Sunday, collected at 9am for boat ride to 'Turtle Island'. The 'speed boat' was an extremely basic affair, not really suited to even the moderately rough seas we encountered in the Sula sea, but the 9 of us stoically survived the 1 hour 'ride'. After checking into room on 'turtle' island (actually Selingan Island), we had the rest of the day to ourselves. What can you do on a sandy tropical island with palm trees and warm blue sea all around? So we just had to swim and lie on the beach and read books all day. I went snorkeling but saved the 5 pounds hire fee by using my goggles. Just as well as there wasn't much to see, just a few solitary fish, there were more fish off the Phuket beach, shoals of them there. Walked all around the island, a beautiful place, then lunch which was white rice with chicken and greens, very good. Fell asleep on the beach in the afternoon in the shade of a ground level palm tree, then evening meal, rice and fish and greens also very good. Then a long wait before being taken down to the beach at 10pm by a Ranger.
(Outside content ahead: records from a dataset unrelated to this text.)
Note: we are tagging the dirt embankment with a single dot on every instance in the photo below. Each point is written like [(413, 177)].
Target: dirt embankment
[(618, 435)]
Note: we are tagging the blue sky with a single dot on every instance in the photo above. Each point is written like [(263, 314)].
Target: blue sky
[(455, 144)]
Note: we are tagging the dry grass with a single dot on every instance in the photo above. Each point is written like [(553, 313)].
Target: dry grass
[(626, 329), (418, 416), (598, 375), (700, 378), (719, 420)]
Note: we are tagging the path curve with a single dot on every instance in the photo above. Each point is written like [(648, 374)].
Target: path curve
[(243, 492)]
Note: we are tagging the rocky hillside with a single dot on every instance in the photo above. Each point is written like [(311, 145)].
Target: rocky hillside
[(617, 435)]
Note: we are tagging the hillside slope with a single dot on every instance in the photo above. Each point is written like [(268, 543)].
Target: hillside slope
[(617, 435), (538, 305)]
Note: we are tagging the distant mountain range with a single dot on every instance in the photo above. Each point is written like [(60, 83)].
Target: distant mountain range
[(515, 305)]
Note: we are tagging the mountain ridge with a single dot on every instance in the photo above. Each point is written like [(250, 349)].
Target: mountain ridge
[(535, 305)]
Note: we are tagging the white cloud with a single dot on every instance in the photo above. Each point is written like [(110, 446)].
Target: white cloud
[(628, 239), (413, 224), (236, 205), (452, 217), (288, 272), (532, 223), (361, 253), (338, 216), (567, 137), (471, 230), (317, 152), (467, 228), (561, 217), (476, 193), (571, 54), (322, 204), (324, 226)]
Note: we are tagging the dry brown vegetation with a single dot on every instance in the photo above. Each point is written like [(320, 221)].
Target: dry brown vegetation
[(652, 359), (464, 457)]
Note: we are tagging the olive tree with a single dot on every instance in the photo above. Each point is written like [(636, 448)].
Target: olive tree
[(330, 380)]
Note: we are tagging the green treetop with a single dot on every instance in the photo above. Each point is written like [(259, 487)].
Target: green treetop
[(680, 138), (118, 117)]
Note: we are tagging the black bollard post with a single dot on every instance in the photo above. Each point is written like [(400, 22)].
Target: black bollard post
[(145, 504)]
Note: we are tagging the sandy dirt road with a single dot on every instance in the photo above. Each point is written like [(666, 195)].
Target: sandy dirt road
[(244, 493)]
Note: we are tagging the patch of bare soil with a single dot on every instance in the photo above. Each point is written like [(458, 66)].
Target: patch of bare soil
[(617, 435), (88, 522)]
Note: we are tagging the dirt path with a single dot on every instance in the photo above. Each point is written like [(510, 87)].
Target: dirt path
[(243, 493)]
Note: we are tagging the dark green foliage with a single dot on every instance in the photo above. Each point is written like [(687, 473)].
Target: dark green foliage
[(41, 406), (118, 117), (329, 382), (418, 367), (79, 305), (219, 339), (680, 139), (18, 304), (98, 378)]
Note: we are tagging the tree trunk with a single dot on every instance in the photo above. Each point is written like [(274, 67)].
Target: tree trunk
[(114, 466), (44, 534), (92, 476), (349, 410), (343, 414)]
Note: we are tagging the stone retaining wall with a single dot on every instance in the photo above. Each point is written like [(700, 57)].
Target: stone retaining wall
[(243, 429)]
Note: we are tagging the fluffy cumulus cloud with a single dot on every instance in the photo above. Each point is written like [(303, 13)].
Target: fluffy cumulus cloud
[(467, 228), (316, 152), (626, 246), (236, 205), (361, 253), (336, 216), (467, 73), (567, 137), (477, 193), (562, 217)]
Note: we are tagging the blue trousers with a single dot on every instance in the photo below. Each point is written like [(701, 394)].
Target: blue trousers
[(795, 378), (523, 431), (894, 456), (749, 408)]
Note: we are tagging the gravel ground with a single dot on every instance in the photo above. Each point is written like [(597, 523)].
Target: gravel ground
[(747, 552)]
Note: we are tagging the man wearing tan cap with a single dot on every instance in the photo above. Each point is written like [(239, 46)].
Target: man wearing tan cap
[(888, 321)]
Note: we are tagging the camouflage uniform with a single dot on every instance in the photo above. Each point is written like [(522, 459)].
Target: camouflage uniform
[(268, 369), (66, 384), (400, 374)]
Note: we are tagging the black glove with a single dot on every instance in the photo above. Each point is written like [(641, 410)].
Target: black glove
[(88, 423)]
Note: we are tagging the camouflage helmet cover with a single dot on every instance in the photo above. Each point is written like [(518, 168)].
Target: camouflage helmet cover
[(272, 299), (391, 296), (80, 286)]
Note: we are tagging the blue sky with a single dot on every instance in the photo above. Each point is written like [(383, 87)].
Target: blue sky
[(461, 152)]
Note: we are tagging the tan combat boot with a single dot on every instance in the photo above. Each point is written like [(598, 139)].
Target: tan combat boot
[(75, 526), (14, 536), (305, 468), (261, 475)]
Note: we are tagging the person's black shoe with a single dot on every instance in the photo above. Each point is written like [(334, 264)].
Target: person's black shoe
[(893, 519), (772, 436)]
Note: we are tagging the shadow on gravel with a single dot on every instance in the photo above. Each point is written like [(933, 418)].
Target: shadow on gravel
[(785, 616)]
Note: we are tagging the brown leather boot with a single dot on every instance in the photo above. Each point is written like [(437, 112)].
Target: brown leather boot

Didn't waste this time though, chatted with 2 girls from Estonia (a civil servant and an accountant!), a couple from Manchester(event organisers), an American couple and 2 girls from Bridgend and Sussex.
The management and organisation of the 3 islands here, where Green and Hawksbill Turtles lay their eggs, is well structured and sophisticated. Every turtle that comes to the beach is tagged and logged. Its eggs are counted and removed to be re-buried in a hatchery where they and the hatchlings are protected from predators, such as rats and birds and humans (turtle eggs are still openly available in some countries markets). The hatchlings from each turtle's clutch of eggs are counted, there is an 80% success rate. Then the hatchlings are released in bunches on the beach near the sea, avoiding the perilous journey from the nest across the beach. Sadly, a very small percentage survive to adulthood, but the work of the Rangers must be having some effect to help these endangered species.
We were taken by the Ranger to see a turtle laying her eggs in the hole she had dug, an incredible sight. She was big (the turtle), over a metre long and nearly as wide. The Ranger scooped the eggs out into a bucket. When she had finished, the turtle pushed sand back to cover the (empty) hole. We left her to rest before making her dummy hole (to fool predators) and shuffle back to the sea.
Next we watch the Ranger bury the eggs in the hatchery, in a hole marked with the date, turtle ID and number of eggs (73 in this clutch). Lastly we go down to the shore to watch that evening's hatchlings being released, they are funny to watch as they waddle the few feet down the sand into the sea. Again, an incredible sight.
Bed at 11pm, up for breakfast this morning at 6.30, on the 'speedboat' for another hour's torture at 7, back in hotel in Sandakan at 8.30, then went back to sleep again! The whole thing a memorable experience.